2. Firewalls that cannot be configured
A stupid patent wisely abandoned by its own inventorcould be the cause of chaos. The patent office had granted the application for an Internet firewall, in 2000 which was already a standard feature due to the inventor repeatedly insisting that it was something else, a firewall for users too dumb for using a firewall. After the holder had permitted the patent to expire in 2012, it had been purchased by a newly formed patent troll, Wetro Lan, LLC. which filed a suit against providers both large and small of Internet security technology and most of it was totally unrelated to the patent.

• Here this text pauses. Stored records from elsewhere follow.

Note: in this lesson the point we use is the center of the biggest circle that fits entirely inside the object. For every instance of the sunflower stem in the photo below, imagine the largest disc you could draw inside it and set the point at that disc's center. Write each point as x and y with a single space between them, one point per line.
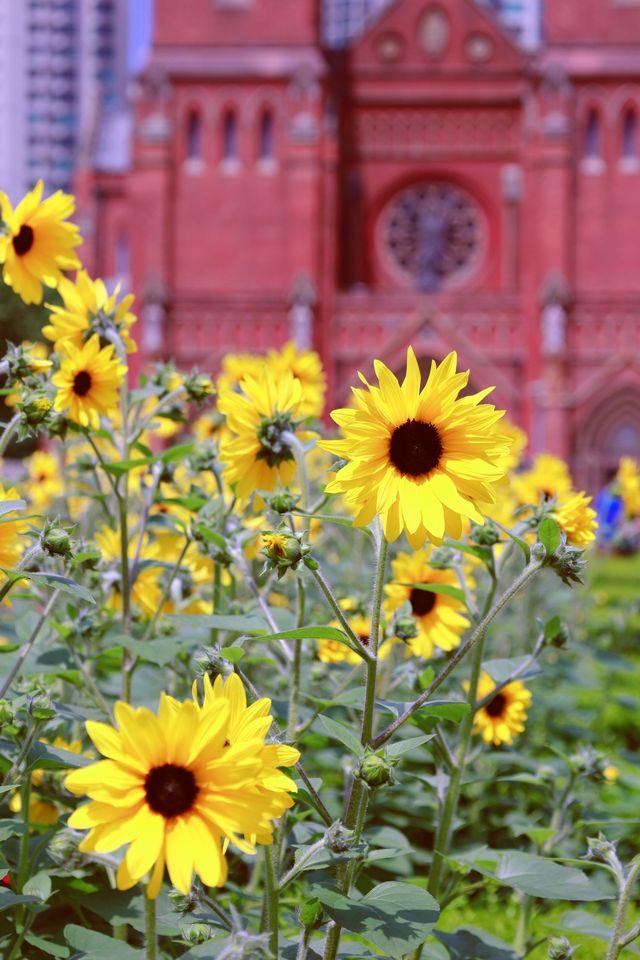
151 935
8 432
271 893
529 571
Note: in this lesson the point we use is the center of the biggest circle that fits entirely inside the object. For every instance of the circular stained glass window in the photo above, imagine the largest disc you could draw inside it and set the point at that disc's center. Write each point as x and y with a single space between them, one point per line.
431 234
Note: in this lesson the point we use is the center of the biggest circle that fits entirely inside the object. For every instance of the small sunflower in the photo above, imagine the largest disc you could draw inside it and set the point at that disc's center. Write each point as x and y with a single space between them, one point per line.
255 455
88 308
504 716
439 618
88 382
177 786
35 243
577 519
306 367
45 482
420 458
549 477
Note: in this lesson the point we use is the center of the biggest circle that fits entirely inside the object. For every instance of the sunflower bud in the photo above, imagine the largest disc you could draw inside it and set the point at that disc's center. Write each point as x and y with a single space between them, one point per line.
405 627
196 932
376 769
559 949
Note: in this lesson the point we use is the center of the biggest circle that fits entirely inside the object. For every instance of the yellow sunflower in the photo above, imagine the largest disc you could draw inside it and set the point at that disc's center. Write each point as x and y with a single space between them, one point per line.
174 788
549 477
332 651
145 590
306 367
88 382
255 455
504 716
439 619
88 307
45 483
420 458
35 244
577 519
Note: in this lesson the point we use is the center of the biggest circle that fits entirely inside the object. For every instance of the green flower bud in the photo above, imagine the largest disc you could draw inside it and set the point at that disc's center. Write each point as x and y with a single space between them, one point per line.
559 949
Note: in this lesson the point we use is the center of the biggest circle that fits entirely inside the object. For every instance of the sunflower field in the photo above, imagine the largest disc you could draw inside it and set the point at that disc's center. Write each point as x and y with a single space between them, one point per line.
271 688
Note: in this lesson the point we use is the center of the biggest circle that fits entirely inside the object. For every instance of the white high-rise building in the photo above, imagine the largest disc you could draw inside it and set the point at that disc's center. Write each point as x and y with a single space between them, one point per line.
62 62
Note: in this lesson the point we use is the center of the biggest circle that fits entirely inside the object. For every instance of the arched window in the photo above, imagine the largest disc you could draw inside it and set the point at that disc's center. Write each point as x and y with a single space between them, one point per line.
230 136
266 147
630 135
592 137
194 136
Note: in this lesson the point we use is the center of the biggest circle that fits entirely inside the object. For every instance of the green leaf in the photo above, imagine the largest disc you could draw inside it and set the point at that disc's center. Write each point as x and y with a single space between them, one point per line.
537 876
39 885
395 917
473 942
98 946
524 546
404 746
339 731
41 756
56 580
444 588
549 535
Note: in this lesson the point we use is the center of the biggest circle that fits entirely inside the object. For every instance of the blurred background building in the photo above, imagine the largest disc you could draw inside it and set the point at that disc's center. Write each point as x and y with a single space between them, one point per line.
358 174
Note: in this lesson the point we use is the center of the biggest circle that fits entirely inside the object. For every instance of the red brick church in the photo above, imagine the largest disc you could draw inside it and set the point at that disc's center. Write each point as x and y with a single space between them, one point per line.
429 182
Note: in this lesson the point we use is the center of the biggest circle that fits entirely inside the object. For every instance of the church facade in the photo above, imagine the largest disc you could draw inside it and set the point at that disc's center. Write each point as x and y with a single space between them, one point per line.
430 183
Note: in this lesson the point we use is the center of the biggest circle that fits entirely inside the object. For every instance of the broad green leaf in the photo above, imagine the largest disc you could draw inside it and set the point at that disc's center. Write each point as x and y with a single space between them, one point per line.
98 946
501 669
404 746
472 942
339 731
549 535
39 885
537 876
42 756
395 917
56 580
444 588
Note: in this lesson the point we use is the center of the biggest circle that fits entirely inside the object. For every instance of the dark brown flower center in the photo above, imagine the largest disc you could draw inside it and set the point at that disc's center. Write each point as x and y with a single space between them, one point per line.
496 707
170 790
415 448
422 601
82 383
23 241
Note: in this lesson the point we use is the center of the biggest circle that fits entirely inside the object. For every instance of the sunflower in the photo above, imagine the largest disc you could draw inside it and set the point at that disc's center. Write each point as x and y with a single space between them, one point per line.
504 716
577 519
86 308
306 367
35 243
44 479
421 459
177 786
439 618
332 651
145 589
87 382
549 477
255 455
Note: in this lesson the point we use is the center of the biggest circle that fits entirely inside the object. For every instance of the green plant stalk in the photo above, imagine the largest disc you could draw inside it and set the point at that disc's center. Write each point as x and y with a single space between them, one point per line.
618 940
271 894
151 935
529 571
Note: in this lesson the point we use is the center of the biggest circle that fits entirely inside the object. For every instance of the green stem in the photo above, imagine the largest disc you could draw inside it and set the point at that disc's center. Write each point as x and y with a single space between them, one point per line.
151 935
529 571
272 898
8 432
618 941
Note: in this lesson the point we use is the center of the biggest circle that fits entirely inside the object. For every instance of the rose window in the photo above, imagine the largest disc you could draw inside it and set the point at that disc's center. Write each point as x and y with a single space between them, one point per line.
431 234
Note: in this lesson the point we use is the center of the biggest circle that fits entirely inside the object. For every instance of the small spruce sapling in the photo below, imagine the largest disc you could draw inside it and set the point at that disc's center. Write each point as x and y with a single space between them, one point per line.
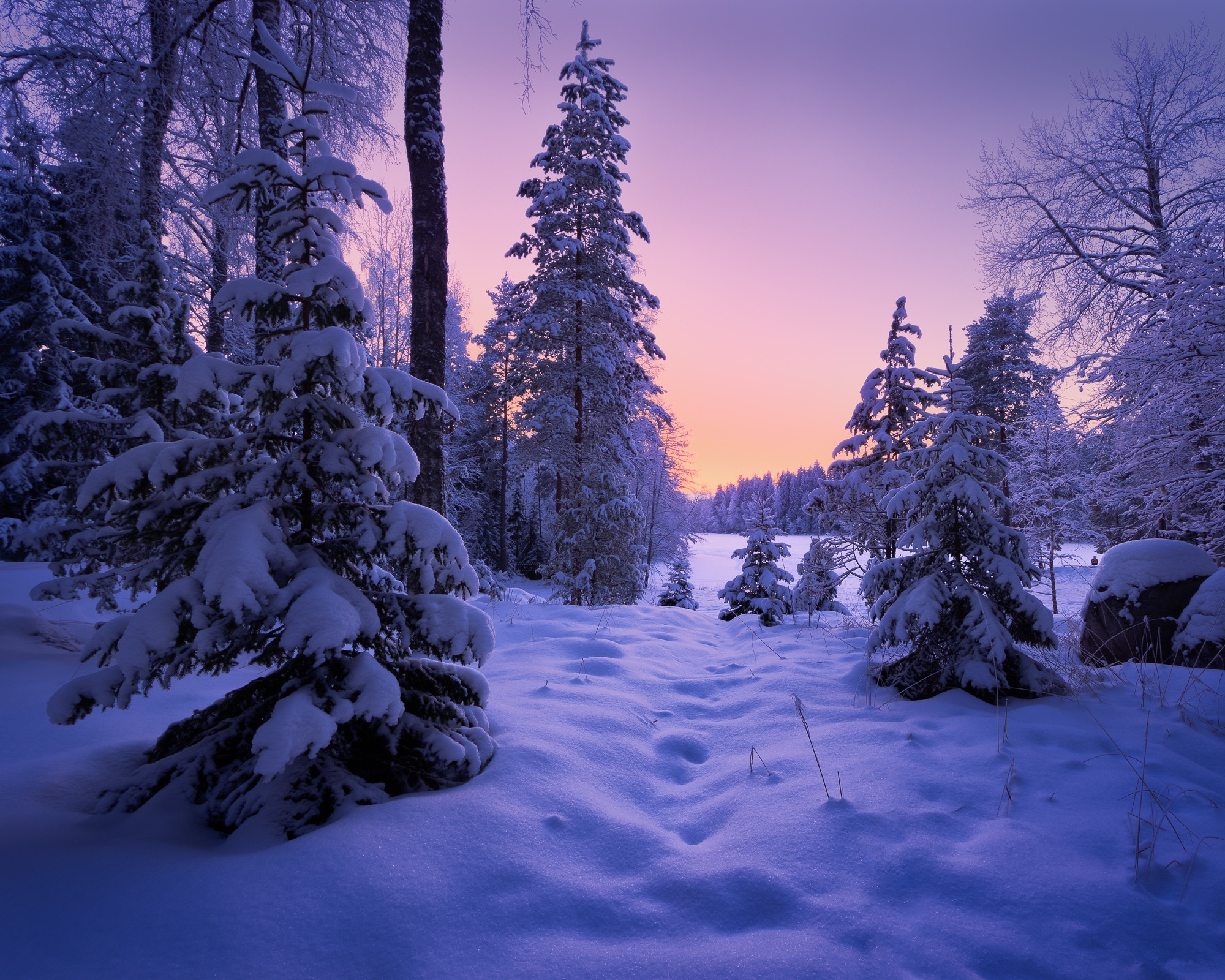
955 600
821 571
761 587
678 590
596 560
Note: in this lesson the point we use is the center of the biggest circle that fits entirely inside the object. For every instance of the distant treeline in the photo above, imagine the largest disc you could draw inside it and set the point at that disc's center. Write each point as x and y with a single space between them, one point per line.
727 513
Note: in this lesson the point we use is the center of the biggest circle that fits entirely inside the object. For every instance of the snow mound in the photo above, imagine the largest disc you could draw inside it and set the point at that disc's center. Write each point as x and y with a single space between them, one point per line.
624 831
1131 568
1204 620
23 623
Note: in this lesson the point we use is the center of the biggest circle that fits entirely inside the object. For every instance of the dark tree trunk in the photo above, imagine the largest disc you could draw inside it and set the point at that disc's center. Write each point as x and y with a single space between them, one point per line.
161 80
215 340
502 492
271 108
423 139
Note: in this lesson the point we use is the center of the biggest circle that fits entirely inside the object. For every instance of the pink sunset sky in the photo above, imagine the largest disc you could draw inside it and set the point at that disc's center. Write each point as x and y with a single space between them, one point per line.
801 166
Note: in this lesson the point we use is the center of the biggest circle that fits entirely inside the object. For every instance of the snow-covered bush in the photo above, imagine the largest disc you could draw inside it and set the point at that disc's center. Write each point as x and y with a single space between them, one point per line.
955 600
678 590
761 587
820 573
286 543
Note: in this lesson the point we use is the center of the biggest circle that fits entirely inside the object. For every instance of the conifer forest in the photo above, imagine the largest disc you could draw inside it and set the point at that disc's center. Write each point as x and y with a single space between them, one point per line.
383 594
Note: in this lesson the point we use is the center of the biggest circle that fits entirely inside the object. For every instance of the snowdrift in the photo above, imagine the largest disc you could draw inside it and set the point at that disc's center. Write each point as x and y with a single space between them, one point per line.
619 831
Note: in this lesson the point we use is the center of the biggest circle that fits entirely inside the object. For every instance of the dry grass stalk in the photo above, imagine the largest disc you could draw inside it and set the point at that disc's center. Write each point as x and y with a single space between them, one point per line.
799 711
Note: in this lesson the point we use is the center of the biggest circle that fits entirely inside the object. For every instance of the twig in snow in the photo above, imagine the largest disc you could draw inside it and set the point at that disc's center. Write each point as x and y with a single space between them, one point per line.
767 646
799 711
1008 792
753 752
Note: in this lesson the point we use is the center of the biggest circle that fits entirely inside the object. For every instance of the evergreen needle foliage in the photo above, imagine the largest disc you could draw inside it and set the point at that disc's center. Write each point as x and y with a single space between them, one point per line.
678 590
955 600
280 537
761 587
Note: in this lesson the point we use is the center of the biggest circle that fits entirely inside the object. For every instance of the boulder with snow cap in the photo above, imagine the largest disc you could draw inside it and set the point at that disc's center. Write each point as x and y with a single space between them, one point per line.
1139 594
1200 640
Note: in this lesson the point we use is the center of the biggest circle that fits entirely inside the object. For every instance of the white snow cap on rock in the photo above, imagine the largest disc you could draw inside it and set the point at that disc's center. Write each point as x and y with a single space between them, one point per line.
1204 620
1129 569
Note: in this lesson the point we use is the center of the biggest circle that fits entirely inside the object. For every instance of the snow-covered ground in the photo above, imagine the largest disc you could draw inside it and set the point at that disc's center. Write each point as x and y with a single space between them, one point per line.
619 831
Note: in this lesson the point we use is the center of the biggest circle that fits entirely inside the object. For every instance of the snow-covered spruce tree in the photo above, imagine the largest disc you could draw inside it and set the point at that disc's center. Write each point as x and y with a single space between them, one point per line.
1001 369
1000 363
584 331
821 571
1049 486
761 587
678 590
40 304
956 600
287 543
892 401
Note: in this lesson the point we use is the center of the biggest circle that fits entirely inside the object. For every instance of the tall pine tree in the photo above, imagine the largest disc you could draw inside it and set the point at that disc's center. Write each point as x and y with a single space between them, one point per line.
584 325
955 600
288 543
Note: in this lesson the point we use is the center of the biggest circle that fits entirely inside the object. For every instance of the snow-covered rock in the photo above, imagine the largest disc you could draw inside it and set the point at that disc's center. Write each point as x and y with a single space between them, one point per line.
1140 592
1200 639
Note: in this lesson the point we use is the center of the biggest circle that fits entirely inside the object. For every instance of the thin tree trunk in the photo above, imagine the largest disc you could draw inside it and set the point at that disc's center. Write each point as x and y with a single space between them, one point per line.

In the first place, it should have not been granted and could be too expensive for individual defendants to combat. The new holder could only claim for the damages by going back six years prior to the patent’s expiry though it is endlessly in internet years. Wetro Lan states that EFF `had sued everyone who tends to sell product linked with network security from Avaya to ZyXEL’.
3. Connecting something/anything to the Internet
A garbage patent of 2006 has been used to threaten anyone involved in the Internet of Things, which is a new discussion of application with the potential of linking daily items to the cloud. The patent that EFF considers was `spectacularly mundane’ even in 2006, seemed to be mainly nonsense. It defines a system of adapting products comprising of solids and fluid, by enabling the user to enter `preferences’, linking a drink mixer to the Internet, in other words.
EFF had noted that `theapplication had not disclosed any new networking technology or any new beverage making technology. However, the over-taxed patent office had granted it and now the trolling company holding the patent, Rothschild Connected Devices Innovation, LLC has been suing all who tend to connect something to the Internet, inclusive of ADT (security), Rain Bird (irrigation and OnStar (cars).
4. Using electronics to control sex toy
In early 1980s, Howard Stern, a radio personality had demonstrated computer based sexual stimulants, a category known now as `teledildonics’. However, in 1998, that did not stop the patent office in granting anoutrageously broad application from Tzu Technologies, LLC for a patent on a method of `Interactive Virtual Control of Sexual Aids Using Digital Computer Networks’.The language of the claim as usual is garbed in scientific sounding terminology in order to conceal its certainty. Nevertheless, as written and approved, the input device could be nothing more than a microphone and the `stimulation device could be just a stereo speaker.